Republicans say this will reduce our ability to fight and win two land wars at once – say, in Iran and Korea. Undeniably true.

Why, then, is Ron Paul winning the argument?


The hawkishness of the GOP candidates aside, the United States, facing its fourth consecutive trillion-dollar deficit, can no longer afford to sustain all its alliance commitments, some of which we made 50 years ago during a Cold War that ended two decades ago, in a world that no longer exists.

As our situation is new, said Abraham Lincoln, we must think and act anew.

As Paul argues, why close bases in the U.S. when we have 700 to 1,000 bases abroad? Why not bring the troops home and let them spend their paychecks here?

Begin with South Korea. At last report, the United States had 28,000 troops on the peninsula. But why, when South Korea has twice the population of the North, an economy 40 times as large, and access to U.S. weapons, the most effective in the world, should any U.S. troops be on the DMZ? Or in South Korea?

U.S. forces there are too few to mount an invasion of the North, as Gen. MacArthur did in the 1950s. And any such invasion might be the one thing to convince Pyongyang to fire its nuclear weapons to save the hermit kingdom.


But if not needed to defend the South, and a U.S. invasion could risk nuclear reprisal, what are U.S. troops still doing there?

Answer: They are on the DMZ as a tripwire to bring us, from the first day of fighting, into a new land war in Asia that many American strategists believe we should never again fight.

Consider Central Asia.
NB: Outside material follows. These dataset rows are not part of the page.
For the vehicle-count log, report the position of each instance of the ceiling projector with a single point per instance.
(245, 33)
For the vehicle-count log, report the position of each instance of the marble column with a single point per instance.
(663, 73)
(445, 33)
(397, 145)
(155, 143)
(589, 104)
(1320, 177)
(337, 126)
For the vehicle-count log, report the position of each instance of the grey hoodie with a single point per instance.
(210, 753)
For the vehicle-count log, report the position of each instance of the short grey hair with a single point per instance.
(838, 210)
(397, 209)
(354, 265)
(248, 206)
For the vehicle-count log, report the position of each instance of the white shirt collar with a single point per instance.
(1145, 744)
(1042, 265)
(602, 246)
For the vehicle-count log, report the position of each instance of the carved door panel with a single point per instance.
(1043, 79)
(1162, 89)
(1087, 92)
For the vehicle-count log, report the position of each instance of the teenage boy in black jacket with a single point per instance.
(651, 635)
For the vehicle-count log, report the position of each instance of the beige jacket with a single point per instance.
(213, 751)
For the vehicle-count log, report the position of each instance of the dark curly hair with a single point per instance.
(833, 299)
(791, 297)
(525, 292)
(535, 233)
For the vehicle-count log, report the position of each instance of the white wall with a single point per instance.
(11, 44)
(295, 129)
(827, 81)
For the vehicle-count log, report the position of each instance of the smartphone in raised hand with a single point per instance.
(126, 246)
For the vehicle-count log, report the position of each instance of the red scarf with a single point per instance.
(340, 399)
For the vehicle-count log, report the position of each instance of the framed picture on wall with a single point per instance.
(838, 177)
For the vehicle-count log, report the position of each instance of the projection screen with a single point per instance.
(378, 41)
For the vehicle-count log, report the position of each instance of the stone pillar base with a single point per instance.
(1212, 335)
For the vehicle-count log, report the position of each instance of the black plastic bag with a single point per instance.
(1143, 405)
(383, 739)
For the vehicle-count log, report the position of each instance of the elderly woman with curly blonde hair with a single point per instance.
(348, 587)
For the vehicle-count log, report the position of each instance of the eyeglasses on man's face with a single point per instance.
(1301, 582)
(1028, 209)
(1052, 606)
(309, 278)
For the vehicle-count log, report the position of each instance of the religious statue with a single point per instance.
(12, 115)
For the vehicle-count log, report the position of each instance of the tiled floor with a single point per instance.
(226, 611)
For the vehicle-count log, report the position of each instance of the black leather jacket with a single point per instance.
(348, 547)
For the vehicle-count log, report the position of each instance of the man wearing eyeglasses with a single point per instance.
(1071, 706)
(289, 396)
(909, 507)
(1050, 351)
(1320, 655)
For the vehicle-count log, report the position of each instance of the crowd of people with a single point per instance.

By pushing to bring Ukraine and Georgia into NATO, and building air bases in nations that were republics of the Soviet Union two decades ago, the United States generated strategic blowback.


China and Russia, though natural rivals and antagonists, joined with four Central Asian nations in a Shanghai Cooperation Organization to expel U.S. military power from a region that is their backyard, but is half a world away from the United States.
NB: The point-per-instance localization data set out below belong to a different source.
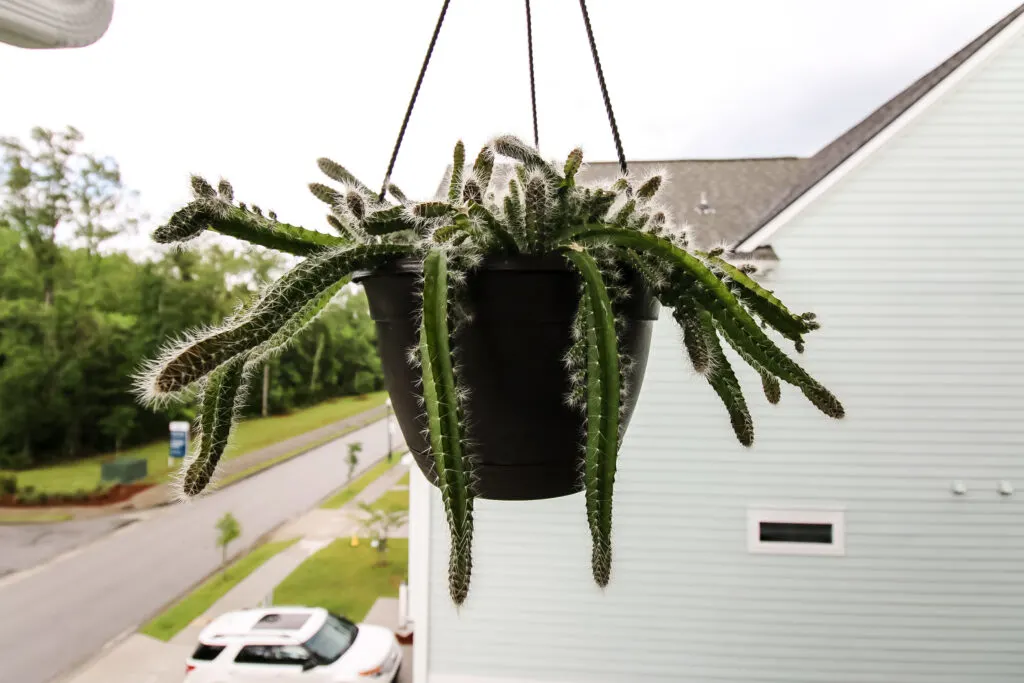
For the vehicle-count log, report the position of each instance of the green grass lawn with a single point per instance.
(344, 580)
(32, 516)
(393, 500)
(193, 605)
(360, 482)
(249, 435)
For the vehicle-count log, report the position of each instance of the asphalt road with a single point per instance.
(58, 615)
(25, 546)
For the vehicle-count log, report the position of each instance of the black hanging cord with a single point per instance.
(532, 86)
(604, 88)
(412, 100)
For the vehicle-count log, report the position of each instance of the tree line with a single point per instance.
(78, 315)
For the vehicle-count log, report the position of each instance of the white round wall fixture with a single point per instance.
(53, 24)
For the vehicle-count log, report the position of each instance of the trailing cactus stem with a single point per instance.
(458, 167)
(725, 384)
(278, 303)
(603, 446)
(222, 217)
(217, 419)
(441, 407)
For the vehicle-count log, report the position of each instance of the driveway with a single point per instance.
(60, 614)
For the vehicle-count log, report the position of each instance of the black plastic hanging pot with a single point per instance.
(526, 442)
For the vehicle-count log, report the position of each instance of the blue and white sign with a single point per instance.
(179, 439)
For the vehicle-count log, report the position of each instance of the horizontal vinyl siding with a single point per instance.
(913, 263)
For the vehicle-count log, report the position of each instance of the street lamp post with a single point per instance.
(387, 424)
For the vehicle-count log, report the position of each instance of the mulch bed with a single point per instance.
(117, 494)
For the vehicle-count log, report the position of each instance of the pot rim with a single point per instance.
(518, 262)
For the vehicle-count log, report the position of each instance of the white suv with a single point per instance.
(292, 644)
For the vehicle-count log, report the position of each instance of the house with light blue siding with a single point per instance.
(885, 548)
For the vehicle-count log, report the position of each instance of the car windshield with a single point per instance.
(333, 639)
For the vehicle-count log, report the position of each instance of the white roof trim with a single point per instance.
(53, 24)
(421, 494)
(990, 48)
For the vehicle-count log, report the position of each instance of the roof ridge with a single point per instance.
(700, 160)
(833, 155)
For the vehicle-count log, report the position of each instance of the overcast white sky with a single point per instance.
(255, 90)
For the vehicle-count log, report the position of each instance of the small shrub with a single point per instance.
(8, 484)
(26, 498)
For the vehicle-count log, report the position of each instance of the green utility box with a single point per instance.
(124, 470)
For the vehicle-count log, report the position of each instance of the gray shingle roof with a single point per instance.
(737, 190)
(747, 194)
(837, 152)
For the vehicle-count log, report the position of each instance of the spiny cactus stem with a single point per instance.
(503, 237)
(441, 404)
(607, 353)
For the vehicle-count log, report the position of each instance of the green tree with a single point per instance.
(352, 459)
(379, 523)
(78, 318)
(228, 529)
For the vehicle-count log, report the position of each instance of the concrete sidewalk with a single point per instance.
(161, 494)
(139, 658)
(253, 590)
(344, 521)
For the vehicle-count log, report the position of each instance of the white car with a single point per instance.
(292, 644)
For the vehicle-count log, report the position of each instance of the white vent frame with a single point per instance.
(834, 516)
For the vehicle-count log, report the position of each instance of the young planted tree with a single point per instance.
(378, 523)
(352, 458)
(228, 529)
(603, 232)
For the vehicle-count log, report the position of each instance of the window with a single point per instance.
(333, 639)
(207, 652)
(282, 622)
(294, 655)
(795, 531)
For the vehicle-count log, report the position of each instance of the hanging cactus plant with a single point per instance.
(601, 231)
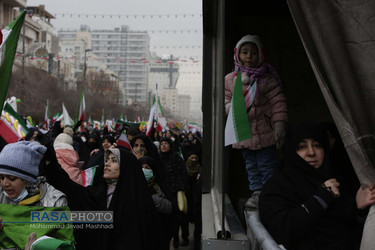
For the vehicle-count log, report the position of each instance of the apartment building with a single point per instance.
(124, 51)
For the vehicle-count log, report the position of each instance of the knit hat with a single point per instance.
(22, 159)
(63, 138)
(115, 151)
(249, 39)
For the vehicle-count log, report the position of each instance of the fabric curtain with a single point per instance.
(339, 39)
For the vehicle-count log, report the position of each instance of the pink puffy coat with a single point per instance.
(269, 107)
Solution: The United States should inform the SCO that when the Afghan war is over we will close all U.S. military bases in Central Asia. No U.S. interest there justifies a conflict with Russia or China.

Indeed, a Russia-China clash over influence and resources in the Far East and Central Asia seems inevitable. Let us get out of the way.

But it is in Europe that America may find the greatest savings.

During the Cold War, 300,000 U.S. troops faced hundreds of thousands of Soviet troops from northern Norway to Central Germany to Turkey. But not only are there no Russian troops on the Elbe today, or surrounding West Berlin, they are gone from Germany, Hungary, the Czech Republic, Slovakia, Bulgaria, Romania, Moldova, Poland, Lithuania, Latvia and Estonia. Between Russia and Poland lie Belarus and Ukraine. Moscow no longer even has a border with Turkey.

Why, when NATO Europe has two nuclear powers and more than twice the population of a Russia whose own population has shrunk by 8 million in 20 years and is scheduled to shrink by 25 million more by 2050, does Europe still need U.S. troops to defend it?

She does not. The Europeans are freeloading, as they have been for years, preserving their welfare states, skimping on defense and letting Uncle Sam carry the hod.

In the Panetta budgets, America will still invest more in defense than the next 10 nations combined and retain sufficient power to secure, with a surplus to spare, all her vital interests.

But we cannot forever be first responder for scores of nations that have nothing to do with our vital interests. As Frederick the Great observed, "He who defends everything defends nothing."